EU plan discriminates against US cloud vendors, say lobbyists
Requirement to have global HQ in the EU could limit US activities
A new report commissioned by a tech lobbying group has warned that the proposed immunity requirements of a new Cloud Certification Scheme discriminate against non-EU vendors.
The ECIPE report, commissioned by the Computer and Communications Industry Association (CCIA), argues that the proposed immunity requirements could not only result in retaliatory action, but pose a potential cybersecurity threat to the EU.
CCIA members include tech firms like Amazon, Meta, Google, Samsung, Twitter and Intel. The group has in the past lobbied in favour of net neutrality and patent litigation reform, but against antitrust issues that could lead to the breakup of large companies.
The group's new report refers to the EU Agency for Network and Information Security (ENISA)'s proposed Cybersecurity Certification Regime for Cloud Services (EUCS).
The proposal follows a request from the European Commission, which is evaluating the need for mandatory cybersecurity certification across various EU policies directed towards IT product and service providers in the region.
The preliminary EUCS plan aims to align cloud services' security standards with EU regulations, international norms, industry-leading practices and existing certifications in EU member states.

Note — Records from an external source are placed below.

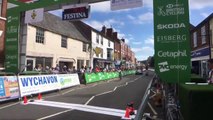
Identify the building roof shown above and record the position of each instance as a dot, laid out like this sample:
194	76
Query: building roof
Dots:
203	22
57	25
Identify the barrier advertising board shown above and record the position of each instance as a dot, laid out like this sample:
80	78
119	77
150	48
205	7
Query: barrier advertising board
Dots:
171	29
95	77
8	88
68	80
37	84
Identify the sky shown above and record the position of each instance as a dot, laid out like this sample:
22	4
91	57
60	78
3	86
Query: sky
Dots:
136	25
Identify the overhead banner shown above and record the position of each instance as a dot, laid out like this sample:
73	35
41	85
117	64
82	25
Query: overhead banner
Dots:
125	4
76	12
172	41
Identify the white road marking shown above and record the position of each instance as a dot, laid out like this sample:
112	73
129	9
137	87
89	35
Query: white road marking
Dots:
110	90
54	114
87	101
6	106
85	108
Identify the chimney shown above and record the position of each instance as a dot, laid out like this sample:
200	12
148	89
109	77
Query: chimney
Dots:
115	35
123	40
109	32
104	30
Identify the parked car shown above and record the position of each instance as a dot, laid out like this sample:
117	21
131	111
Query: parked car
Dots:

ENISA says having a single European cloud certification is "crucial" for facilitating unrestricted data movement across Europe, and plays a role in encouraging innovation and competition in the European market.

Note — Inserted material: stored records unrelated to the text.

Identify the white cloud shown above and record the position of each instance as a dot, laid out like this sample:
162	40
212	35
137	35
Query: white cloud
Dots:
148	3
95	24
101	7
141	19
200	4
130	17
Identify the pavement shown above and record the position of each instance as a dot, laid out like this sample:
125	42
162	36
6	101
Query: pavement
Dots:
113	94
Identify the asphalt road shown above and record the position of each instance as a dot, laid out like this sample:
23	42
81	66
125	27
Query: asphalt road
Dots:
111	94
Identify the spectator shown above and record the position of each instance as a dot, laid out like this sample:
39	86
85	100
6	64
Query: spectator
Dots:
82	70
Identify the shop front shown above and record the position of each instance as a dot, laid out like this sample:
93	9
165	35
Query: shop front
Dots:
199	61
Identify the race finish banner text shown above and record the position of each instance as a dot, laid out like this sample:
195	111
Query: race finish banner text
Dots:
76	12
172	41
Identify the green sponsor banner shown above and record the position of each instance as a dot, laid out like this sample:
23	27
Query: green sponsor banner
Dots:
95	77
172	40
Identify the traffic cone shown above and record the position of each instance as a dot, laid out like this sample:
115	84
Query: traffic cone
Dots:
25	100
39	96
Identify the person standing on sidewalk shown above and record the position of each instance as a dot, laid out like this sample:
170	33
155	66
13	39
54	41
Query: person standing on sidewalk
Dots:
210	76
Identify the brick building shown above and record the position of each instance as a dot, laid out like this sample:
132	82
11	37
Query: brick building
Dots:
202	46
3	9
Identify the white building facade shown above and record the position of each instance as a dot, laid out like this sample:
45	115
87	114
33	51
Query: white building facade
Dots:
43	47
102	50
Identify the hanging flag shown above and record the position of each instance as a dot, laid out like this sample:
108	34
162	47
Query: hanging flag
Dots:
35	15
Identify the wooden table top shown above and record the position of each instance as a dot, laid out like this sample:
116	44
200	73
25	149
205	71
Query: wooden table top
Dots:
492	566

Based on the most recent draft, the EUCS would restrict non-European vendors from offering high assurance-level services within the EU.
The EUCS would require that a cloud service provider (CSP) has its headquarters or a global office in an EU member state. CSPs without one cannot hold direct or indirect control over a CSP applying for cloud service certification.
With that requirement, the EUCS could potentially exclude non-EU cloud service providers like Amazon, Google and Microsoft from operating in the bloc.
The ECIPE report cautions that the EUCS proposal could establish a precedent for all data-intensive sectors, potentially making the cybersecurity label mandatory for new technologies.
"I think the political intention is to squeeze out foreign suppliers but it will of course have also ramifications for EU businesses that are more or less relying on cloud computing services," ECIPE Director Matthias Bauer told Reuters.
An ENISA spokesperson said the agency is waiting for feedback from EU countries and will use this to finalise the EUCS scheme. Following this, the agency will present the final candidate scheme to the European Commission.
"The scheme should be fully in line with EU law, as well as with the EU's international commitments, including on trade," a Commission spokesperson said.
Despite the continued expansion of the cloud industry in Europe, a significant portion of that growth is attributed to major players like Microsoft Azure, AWS and Google Cloud, all of which are US-based.
Last year, French cloud computing company OVHcloud, along with other European tech firms, filed an antitrust case in Europe against Microsoft, alleging that the US tech giant was stifling cloud competition and making it harder for its consumers to choose services from rival firms.
OVHcloud said that Microsoft was undermining fair competition and limiting consumer choice.
Deutsche Telekom is currently the top local cloud provider in Europe, with a 2% market share, followed by OVHcloud, which has a 1% market share.